Part of the INI CET (AIIMS PG) study roadmap. Botany topic pharma-003 of Botany.

Pharmacodynamics: Mechanisms of Drug Action covers pharmacodynamics — mechanisms of drug action for INI CET (AIIMS PG).

Pharmacodynamics (PD): What the drug does to the body — mechanism of action, dose-response, toxicity.

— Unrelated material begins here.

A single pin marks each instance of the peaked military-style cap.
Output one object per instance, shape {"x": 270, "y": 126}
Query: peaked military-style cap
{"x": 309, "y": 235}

Mechanisms of Drug Action:

  1. Receptor-mediated (most common): Drug binds to a specific cellular receptor
    • Agonists: Bind and activate receptor (full agonist = maximal response; partial agonist = submaximal)
    • Antagonists: Bind but do NOT activate receptor
      • Competitive (reversible): Competes with agonist at same binding site; surmountable with high agonist concentration
      • Non-competitive (irreversible): Binds at different site or irreversibly; insurmounable
    • Inverse agonists: Bind to same receptor as agonists but produce opposite effect (e.g., inverse agonist at GABA receptor → anxiogenic)
  2. Enzyme inhibition: Direct enzyme inhibition (e.g., ACE inhibitors, cholinesterase inhibitors)
  3. Ion channel modulation: Open or close ion channels (e.g., calcium channel blockers, sodium channel blockers)
  4. Direct receptor antagonism: Receptor blockade without activation
  5. Chemical antagonism: Direct chemical interaction (e.g., protamine reverses heparin)

Receptor Types:

TypeStructureExample
GPCR (G-protein coupled)7TM (7-transmembrane)Adrenoceptors, muscarinic receptors, histamine receptors
Ligand-gated ion channelsMultisubunit (ion channel)Nicotinic AChR, GABA-A, NMDA, serotonin 5-HT₃
Tyrosine kinase receptorsSingle TM, intracellular kinaseInsulin receptor, growth factor receptors
Nuclear receptorsIntracellular/cytosolicSteroid receptors (cortisol, thyroid hormone), PPAR
Voltage-gated channelsMultisubunit poreNa⁺, K⁺, Ca²⁺ channels

Dose-Response Relationship:

  • Graded dose-response: Effect vs dose on individual
    • EC₅₀: Dose producing 50% of maximal effect (measure of POTENCY)
    • E_max: Maximum achievable effect (measure of EFFICACY)
    • Therapeutic index (TI): LD₅₀/ED₅₀ (or TD₅₀/ED₅₀) — higher TI = safer drug
      • Warfarin TI ~2; Digoxin TI ~2; Morphine TI ~70

Quantal Dose-Response (population):

  • ED₅₀: Dose effective in 50% of population
  • TD₅₀: Toxic dose in 50% of population
  • LD₅₀: Lethal dose in 50% of population
  • Therapeutic Window: Range between minimum effective concentration and minimum toxic concentration

Receptor Regulation:

  • Desensitization/Tolerance: Prolonged agonist exposure → reduced receptor responsiveness (downregulation)
  • Tachyphylaxis: Rapid tolerance (e.g., indirect-acting sympathomimetics like tyramine — depletes norepinephrine stores)
  • Upregulation: Chronic antagonist use → increased receptor density → supersensitivity on withdrawal

Exam Tip for INI CET (AIIMS PG): Potency (EC₅₀) vs Efficacy (E_max) — a drug can be potent (low EC₅₀) but have lower efficacy than another drug. Morphine has higher efficacy than codeine but both are opioids.